A practical workflow after a Radar scan starts with the site graph summary, then moves into structure decisions. The scan can show nodes, hubs, leaves, leaf-to-hub ratio, depth p90, orphan count, and an overall score or grade, helping you see where attention is needed first.

From there, use the issue list to prioritise structural fixes. The product language is clear that every scan ends with concrete issues to fix, including missing hubs, orphan leaves, and shallow clusters. That makes the post-scan phase more about choosing the next actions than interpreting vague signals.
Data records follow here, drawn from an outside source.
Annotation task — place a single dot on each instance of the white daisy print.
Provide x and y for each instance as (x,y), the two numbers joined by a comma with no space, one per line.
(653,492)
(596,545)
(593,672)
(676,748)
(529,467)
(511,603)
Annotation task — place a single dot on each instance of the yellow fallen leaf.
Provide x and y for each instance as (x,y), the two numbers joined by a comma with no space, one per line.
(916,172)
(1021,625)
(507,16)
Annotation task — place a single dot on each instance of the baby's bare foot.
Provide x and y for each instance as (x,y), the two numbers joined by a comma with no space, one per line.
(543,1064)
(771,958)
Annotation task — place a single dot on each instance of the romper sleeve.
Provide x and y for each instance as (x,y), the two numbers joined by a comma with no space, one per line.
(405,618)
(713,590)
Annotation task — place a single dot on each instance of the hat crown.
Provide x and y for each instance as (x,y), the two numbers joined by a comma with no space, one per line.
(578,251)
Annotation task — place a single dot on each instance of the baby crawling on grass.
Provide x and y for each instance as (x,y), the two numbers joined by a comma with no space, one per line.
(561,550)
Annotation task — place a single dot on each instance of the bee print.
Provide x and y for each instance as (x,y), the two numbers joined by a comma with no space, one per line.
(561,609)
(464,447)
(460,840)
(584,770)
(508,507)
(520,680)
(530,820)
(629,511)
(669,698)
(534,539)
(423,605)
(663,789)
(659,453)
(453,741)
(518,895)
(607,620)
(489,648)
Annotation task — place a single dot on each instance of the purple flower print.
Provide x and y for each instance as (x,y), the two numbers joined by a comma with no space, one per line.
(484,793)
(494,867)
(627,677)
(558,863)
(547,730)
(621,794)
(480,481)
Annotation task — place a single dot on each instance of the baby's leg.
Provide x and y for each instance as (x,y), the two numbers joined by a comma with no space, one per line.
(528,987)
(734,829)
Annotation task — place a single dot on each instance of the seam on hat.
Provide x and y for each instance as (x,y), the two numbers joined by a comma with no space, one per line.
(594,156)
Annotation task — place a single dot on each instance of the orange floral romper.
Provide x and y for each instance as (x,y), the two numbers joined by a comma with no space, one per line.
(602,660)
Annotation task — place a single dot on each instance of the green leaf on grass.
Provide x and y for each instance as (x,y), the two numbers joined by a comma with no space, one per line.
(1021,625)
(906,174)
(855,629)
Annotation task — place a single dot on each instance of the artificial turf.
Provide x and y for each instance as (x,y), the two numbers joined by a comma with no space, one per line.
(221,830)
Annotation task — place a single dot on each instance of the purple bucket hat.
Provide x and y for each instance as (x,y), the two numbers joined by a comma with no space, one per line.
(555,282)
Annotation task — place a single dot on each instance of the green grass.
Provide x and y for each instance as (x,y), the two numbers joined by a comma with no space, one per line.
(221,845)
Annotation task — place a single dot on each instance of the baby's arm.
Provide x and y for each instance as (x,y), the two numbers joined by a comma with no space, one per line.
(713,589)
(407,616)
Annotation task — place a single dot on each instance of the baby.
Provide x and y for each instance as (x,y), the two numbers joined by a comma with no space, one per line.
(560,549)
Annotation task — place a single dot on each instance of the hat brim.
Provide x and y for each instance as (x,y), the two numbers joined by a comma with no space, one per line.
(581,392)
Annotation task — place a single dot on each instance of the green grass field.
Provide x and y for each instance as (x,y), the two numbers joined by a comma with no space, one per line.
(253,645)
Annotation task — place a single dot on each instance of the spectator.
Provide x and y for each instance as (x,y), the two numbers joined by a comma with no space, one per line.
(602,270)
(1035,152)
The scan output can also support benchmarking. In the provided examples, one site shows a 29 out of 100 grade E with 16 pages, while another shows 85 out of 100 grade A with 10006 pages. These examples do not promise results, but they do show how Radar summaries can help compare very different site structures.

What to keep in mind

This workflow is most useful when you need a clear path from scan to action. It suits teams that want to explain site architecture decisions in practical terms and turn a visibility review into a list of next-step opportunities.

There are clear operating limits. Radar does not scan sites behind logins, paywalls, or aggressive bot protection. If that applies to your site, the available option described here is to use JSON import to visualise a URL snapshot you provide.

Keep expectations focused on structural diagnostics. The scan can show counts, ratios, depth, orphan status, and issue types, but the evidence here supports identifying and prioritising fixes, not guaranteed traffic or ranking gains.